Successful by definition is accomplishing an aim or purpose, or having achieved popularity, profit, or distinction. I would say that being successful does not mean having a lot of money. You can be a successful parent by raising a great kid and spending quality time with your kid; you can be a successful husband/wife by loving your spouse and always be there for her/him; you can be a successful individual by being involved in the community and volunteering your time to help others around you; you can be a successful person by finding your life purpose and fulfil your purpose in life.
Associating money with success is like associating attractiveness with anorexic bony-stick thin. It simply doesn’t make sense. One problem of this association is that we’re always comparing ourselves with people around us. That $25,000 “expensive” new car isn’t expensive anymore when your neighbour just purchased a $40,000 car. Instead of feeling happy and successful, we feel that we’re unworthy and some of us may even become depressed. The only solution is to beat our neighbour by having an even more expensive car. This eventually leads to a vicious cycle of buying more things for the sake of showing others that you’re “successful.”

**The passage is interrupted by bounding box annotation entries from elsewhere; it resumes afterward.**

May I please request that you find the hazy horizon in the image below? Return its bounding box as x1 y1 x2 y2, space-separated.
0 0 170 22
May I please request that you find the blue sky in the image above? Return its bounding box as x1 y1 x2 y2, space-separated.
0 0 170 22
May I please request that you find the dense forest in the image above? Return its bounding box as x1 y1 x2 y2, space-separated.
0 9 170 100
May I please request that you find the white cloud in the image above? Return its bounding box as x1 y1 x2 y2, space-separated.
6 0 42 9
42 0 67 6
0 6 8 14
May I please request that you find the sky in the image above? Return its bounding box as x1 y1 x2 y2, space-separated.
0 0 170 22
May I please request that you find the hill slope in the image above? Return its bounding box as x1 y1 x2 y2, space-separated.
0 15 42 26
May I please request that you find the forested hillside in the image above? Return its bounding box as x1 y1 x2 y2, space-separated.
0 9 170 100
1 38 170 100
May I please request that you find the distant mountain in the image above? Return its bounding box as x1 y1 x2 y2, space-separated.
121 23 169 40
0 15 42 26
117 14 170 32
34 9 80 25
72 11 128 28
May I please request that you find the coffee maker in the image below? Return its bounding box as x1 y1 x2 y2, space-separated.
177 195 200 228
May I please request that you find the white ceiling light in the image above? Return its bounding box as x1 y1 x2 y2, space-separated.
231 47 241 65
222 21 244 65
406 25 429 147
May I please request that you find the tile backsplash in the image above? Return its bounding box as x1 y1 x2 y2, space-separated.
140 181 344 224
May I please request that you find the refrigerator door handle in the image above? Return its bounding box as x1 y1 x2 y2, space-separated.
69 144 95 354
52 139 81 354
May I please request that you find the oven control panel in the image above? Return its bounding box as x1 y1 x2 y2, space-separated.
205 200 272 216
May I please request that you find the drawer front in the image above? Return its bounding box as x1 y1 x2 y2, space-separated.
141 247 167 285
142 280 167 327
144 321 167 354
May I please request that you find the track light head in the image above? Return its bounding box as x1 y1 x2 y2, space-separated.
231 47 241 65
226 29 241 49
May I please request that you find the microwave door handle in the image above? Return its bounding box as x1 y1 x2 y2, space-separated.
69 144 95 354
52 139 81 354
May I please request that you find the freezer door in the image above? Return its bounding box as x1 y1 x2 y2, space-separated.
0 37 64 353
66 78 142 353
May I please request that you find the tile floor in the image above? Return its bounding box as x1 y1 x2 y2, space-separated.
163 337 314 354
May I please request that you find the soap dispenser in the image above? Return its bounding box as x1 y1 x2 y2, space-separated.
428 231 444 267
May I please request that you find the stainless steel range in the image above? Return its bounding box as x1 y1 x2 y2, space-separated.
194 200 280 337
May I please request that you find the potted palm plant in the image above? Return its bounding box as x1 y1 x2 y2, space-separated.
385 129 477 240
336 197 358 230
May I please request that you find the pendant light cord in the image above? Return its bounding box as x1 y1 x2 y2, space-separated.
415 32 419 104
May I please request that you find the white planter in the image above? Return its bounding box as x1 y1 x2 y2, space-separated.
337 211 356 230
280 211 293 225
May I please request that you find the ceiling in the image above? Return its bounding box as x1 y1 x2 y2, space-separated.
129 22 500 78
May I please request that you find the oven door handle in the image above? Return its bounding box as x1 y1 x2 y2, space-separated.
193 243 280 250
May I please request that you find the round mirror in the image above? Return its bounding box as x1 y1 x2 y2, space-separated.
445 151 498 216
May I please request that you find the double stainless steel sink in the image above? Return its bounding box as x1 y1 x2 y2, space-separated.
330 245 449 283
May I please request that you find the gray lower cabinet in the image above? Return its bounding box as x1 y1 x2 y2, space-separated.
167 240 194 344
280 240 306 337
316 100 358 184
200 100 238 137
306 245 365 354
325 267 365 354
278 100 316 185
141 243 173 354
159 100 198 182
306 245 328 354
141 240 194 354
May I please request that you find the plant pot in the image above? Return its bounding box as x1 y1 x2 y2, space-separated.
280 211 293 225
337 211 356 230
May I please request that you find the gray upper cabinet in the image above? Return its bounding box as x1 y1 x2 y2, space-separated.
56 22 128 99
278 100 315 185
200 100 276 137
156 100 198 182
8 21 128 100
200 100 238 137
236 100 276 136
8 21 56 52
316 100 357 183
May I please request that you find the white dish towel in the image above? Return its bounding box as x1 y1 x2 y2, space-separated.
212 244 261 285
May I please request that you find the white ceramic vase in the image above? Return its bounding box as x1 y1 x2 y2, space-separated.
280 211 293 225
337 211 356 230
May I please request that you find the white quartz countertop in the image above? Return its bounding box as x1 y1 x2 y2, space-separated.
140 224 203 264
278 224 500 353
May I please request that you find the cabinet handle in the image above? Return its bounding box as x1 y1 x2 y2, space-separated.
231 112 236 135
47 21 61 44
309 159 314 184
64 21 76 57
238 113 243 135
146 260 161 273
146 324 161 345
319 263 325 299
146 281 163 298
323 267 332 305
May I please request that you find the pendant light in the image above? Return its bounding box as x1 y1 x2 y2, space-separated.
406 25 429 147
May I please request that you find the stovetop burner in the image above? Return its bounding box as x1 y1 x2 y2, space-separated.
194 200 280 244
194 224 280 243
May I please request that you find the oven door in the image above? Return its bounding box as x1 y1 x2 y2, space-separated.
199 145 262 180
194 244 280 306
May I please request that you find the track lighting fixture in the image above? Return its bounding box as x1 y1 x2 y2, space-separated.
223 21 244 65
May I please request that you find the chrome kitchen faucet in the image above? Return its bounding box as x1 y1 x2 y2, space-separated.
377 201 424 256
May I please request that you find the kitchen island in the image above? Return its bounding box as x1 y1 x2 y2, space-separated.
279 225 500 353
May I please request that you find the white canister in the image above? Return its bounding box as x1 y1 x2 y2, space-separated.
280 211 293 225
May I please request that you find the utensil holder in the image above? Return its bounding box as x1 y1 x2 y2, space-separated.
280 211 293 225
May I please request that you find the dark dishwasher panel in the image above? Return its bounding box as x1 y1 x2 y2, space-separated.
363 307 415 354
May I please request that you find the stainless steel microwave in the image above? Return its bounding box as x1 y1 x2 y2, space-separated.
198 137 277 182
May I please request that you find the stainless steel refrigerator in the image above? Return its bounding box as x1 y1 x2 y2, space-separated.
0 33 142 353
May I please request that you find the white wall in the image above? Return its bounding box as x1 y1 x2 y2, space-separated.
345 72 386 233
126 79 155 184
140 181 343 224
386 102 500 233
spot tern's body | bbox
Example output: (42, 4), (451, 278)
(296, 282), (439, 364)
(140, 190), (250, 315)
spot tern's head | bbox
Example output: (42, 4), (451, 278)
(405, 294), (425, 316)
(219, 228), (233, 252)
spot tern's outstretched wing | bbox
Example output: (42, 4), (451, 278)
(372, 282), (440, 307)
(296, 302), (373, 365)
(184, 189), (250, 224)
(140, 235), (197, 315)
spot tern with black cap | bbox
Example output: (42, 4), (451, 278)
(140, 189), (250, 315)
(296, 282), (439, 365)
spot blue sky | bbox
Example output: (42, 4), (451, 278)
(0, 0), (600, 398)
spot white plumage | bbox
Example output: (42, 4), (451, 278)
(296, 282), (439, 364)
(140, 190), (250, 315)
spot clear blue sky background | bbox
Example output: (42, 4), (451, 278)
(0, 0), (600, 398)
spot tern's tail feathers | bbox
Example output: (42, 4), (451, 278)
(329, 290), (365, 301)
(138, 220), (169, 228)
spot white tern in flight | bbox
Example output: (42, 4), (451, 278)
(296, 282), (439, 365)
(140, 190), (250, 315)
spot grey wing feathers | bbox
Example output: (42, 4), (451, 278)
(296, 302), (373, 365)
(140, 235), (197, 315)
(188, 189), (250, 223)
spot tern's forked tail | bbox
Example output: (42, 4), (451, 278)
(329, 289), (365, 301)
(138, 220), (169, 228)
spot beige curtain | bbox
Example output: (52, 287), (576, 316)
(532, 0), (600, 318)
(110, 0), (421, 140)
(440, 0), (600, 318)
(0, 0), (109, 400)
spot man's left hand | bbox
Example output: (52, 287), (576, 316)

Is it right for us to judge someone whether he or she is successful or not? Perhaps we may see this person as unsuccessful, but perhaps this person sees himself or herself as extremely successful. Why? Because they’re happy and content with their lives. They feel that they’re making others around them happy; they feel that they’re contributing positively to the world around them; they feel that they’re making a difference in their communities by helping others. If this person does not drive an expensive sports car, does not have the latest electronic gadgets, does not live in a mansion, or does not dress in well-known brands, does that make this person unsuccessful because he or she has nothing to show for?
So how is this kid in the dentist chair going to grow up?
What do you think?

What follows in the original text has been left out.